An expanded and corrected version of this paper will be presented at POPL 2002. A version of this revised paper is currently available as HP Labs technical report 2001-251, which is temporarily available in PostScript here and should eventually appear here. The revised paper is a substantial improvement over what follows below.
Conservative garbage collectors are often maligned with the claim that it is impossible to bound space usage of an application using any form of conservative garbage collection. Empirically, this doesn't seem to be a problem for most desktop applications. The large majority of applications behave perfectly well with a conservative garbage collector. A few applications don't, especially if the collector is too naive. But in those cases, the failure is generally easily detectable during testing, and can be avoided by communicating small amounts of type information to the garbage collector.
We are only aware of one explicitly deallocating program in which replacement of explicit deallocation with conservative garbage collection failed unavoidably.
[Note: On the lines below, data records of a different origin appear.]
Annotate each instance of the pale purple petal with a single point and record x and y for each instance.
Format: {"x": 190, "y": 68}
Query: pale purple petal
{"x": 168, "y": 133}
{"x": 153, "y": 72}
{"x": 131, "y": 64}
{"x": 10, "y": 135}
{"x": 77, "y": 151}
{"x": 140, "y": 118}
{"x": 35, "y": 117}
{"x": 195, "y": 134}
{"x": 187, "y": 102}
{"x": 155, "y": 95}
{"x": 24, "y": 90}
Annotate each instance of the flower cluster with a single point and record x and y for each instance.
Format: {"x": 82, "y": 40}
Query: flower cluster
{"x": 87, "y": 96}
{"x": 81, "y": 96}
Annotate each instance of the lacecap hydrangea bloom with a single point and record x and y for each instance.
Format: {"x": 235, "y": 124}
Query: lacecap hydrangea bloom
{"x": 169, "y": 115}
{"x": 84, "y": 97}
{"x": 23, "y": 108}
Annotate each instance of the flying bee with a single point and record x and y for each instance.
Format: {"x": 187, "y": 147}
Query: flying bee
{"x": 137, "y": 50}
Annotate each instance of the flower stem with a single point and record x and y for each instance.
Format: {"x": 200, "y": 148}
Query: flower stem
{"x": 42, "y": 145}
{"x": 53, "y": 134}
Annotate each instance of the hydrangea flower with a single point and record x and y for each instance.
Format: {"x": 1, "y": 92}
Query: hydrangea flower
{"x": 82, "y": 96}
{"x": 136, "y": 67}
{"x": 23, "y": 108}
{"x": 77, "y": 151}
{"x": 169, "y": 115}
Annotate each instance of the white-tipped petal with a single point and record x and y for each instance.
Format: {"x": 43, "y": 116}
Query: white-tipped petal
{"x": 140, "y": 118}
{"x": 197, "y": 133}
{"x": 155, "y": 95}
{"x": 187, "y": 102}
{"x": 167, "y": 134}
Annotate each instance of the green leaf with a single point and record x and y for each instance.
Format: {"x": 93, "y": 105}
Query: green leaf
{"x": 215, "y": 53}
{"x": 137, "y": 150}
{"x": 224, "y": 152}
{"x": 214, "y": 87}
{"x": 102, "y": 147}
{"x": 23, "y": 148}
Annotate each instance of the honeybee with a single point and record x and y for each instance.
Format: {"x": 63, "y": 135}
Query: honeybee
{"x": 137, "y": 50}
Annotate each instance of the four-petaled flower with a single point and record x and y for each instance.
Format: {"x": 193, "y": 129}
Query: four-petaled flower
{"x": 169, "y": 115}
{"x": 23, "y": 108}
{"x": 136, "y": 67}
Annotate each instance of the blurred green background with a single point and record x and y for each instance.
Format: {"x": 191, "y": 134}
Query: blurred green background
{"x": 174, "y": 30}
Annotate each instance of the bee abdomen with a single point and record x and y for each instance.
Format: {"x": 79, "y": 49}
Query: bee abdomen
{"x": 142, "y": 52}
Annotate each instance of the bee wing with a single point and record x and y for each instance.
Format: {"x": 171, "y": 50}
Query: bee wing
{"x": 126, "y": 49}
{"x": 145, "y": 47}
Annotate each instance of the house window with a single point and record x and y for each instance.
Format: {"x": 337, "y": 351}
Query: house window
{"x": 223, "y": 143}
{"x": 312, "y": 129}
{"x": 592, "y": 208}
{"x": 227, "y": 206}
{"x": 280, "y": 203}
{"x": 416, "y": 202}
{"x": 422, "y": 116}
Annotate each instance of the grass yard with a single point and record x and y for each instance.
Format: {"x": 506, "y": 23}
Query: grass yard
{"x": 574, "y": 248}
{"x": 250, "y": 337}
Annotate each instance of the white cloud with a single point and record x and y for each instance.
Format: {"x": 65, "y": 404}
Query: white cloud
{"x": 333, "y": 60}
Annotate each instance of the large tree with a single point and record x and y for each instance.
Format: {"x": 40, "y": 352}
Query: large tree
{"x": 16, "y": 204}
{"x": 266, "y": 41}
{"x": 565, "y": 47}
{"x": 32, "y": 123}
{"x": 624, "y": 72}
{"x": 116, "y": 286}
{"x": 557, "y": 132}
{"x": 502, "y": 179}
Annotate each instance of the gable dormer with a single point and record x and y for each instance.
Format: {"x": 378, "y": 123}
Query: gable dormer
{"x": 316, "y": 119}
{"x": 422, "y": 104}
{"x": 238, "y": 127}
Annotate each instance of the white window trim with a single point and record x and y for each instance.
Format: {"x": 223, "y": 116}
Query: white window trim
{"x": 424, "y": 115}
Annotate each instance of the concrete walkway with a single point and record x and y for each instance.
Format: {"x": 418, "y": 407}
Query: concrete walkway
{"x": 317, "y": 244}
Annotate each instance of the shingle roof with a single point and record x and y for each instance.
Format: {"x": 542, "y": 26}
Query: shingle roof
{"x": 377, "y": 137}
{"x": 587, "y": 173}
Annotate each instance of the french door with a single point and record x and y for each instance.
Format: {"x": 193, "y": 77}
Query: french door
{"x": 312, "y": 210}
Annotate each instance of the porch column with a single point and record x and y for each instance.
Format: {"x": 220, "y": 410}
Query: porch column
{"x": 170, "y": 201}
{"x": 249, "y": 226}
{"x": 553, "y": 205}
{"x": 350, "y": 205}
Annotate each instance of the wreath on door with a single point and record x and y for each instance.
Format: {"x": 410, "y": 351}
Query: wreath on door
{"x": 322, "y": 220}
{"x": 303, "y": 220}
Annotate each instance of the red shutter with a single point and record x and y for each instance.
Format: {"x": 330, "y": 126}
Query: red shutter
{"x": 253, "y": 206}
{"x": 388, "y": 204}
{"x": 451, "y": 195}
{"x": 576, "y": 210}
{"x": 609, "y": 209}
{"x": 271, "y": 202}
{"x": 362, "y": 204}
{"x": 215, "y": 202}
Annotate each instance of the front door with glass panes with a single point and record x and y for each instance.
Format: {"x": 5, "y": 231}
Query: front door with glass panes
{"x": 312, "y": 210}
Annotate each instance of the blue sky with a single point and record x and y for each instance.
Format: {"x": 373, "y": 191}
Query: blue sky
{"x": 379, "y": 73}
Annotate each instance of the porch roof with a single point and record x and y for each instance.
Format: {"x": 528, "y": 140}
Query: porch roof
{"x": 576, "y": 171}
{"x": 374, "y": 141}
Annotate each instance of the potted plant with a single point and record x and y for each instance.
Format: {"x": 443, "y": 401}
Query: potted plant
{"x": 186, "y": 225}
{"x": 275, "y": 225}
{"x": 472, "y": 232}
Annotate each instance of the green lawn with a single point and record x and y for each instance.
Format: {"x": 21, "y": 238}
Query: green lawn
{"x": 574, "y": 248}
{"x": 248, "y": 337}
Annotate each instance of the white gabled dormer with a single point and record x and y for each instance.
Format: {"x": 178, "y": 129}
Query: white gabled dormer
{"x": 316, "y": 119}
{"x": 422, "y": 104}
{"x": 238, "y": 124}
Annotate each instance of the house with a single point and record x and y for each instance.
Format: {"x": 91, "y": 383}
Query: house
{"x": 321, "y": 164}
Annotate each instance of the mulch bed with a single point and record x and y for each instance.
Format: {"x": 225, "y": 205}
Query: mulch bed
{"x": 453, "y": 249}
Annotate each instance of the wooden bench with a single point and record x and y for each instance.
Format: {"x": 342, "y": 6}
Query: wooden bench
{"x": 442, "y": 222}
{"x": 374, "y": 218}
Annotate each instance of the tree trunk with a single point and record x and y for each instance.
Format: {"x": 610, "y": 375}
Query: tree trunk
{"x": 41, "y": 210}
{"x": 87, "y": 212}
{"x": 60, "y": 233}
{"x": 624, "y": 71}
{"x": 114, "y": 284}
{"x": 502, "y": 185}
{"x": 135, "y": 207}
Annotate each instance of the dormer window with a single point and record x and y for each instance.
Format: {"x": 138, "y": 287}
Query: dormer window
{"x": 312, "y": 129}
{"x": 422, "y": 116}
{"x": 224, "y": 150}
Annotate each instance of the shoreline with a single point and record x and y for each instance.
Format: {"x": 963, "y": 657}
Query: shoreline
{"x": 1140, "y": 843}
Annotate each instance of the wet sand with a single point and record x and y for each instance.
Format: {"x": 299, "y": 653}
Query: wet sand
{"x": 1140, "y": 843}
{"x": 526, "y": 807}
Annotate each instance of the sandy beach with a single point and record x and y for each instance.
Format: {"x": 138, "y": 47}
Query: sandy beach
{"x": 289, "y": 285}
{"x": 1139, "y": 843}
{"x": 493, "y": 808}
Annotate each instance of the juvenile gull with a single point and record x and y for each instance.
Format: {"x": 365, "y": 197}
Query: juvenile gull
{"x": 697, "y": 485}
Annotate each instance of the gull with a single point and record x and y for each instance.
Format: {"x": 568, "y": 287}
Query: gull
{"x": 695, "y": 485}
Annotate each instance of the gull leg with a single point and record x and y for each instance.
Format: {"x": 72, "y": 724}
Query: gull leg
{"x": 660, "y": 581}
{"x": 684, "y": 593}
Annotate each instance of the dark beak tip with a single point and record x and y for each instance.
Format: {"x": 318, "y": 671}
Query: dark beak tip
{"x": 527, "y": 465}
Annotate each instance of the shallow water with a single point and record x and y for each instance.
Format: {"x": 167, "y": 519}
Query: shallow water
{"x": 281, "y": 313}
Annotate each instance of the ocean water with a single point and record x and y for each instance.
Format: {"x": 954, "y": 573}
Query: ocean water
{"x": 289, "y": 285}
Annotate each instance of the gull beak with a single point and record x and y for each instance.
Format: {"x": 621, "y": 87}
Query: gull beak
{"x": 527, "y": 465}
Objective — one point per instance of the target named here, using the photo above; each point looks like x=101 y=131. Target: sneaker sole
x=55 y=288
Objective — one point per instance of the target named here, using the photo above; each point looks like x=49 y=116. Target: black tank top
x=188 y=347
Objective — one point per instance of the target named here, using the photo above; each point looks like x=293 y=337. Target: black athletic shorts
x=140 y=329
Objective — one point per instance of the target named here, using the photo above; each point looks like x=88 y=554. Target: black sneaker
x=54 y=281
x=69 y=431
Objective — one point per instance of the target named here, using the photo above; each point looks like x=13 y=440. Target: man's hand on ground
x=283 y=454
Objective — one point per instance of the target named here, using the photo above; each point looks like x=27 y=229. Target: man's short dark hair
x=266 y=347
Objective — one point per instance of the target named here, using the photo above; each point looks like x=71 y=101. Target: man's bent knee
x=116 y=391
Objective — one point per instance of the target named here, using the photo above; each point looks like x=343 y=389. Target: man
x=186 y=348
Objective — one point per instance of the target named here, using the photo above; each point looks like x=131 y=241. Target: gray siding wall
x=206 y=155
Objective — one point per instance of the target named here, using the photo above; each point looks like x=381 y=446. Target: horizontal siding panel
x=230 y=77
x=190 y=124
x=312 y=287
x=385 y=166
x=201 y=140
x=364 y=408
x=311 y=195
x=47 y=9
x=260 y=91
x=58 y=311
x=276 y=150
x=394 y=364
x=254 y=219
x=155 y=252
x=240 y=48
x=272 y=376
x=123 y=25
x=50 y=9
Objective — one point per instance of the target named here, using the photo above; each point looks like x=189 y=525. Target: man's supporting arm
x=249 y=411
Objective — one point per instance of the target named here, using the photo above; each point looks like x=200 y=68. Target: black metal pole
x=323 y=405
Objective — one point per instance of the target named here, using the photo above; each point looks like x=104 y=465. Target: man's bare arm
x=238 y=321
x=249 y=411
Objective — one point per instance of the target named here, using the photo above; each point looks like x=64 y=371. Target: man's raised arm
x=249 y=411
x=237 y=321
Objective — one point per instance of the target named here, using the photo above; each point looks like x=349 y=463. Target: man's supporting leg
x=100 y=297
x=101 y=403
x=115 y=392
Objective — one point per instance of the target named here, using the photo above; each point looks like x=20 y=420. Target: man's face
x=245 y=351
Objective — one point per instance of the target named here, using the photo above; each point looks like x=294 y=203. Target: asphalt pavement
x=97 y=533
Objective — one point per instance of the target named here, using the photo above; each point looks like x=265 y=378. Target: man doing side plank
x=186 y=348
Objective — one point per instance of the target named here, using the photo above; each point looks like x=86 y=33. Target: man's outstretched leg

And in that case conservative pointer tracing was not the issue; the program relied on deallocating reachable, but unaccessed memory. Thus no garbage collector could have solved the problem.
But our concern here is not the empirical performance of conservative garbage collection. Instead we would like to prove mathematical bounds on space consumption. The primary goal is to understand why conservative collectors behave well in practice. This also gets us closer to making conservative garbage collectors safe for embedded environments that require hard space bounds.
A more common example, mentioned in [Boehm93] is a simple queue data structure, implemented as a singly linked list, with a head and tail pointer. Elements are inserted into the tail position and removed at the head by advancing a head pointer. Removed elements should be reclaimable by the garbage collector. But a single false pointer to one of the queue elements will prevent any further such reclamation. Thus if the active queue length is intended to be bounded, a conservative collector may arbitrarily increase space consumption as the result of a single false reference.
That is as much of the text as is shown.